Bakan Selçuk’un elinden plaket alan ‘hayırsever’
Sezgin Baran Korkmaz artık özgürdü…
“Cinayet çözümünde en kritik görev soruşturma sırasında sorulabilecek tüm soruları hiçbir ayrım yapmadan sormaktır. Cinayet polisinin ilk görevi olayla ilgili sorulabilecek tüm soruları akıl etmek ve sormaktır… Bunun içindir ki zihninde hiçbir önyargı olmayacak. Hatta… Soru ne kadar saçma gözükürse gözüksün, isterse etrafındakiler bıyık altından seninle alay etsinler, sen bütün soru kümesini sorgulayacaksın.
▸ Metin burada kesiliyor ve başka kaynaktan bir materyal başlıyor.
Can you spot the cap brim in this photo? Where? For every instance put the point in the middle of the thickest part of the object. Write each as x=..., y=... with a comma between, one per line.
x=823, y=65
Bırak, etraftakiler sana aptal gözü ile baksınlar; sen yine de yılmadan şüphelinin gözünün içine baka baka aklına gelen bütün soruları soracaksın.” Son dönemde okuduğum en sürükleyici siyasi-polisiye romanlardan biri olan “Cinayet Polisi Dedemin Evrak-ı Metrukesi/Cüneyt Ülsever/Kırmızı Kedi Yayınevi” kitabında ‘cinayet polisi'nin yapması gereken böyle anlatılıyor!
Soru sor! Hem de tüm soruları… Ayrım gözetmeden sor ve ayrıntının peşine düş! Gazeteci de cinayet polisi gibi olmalı.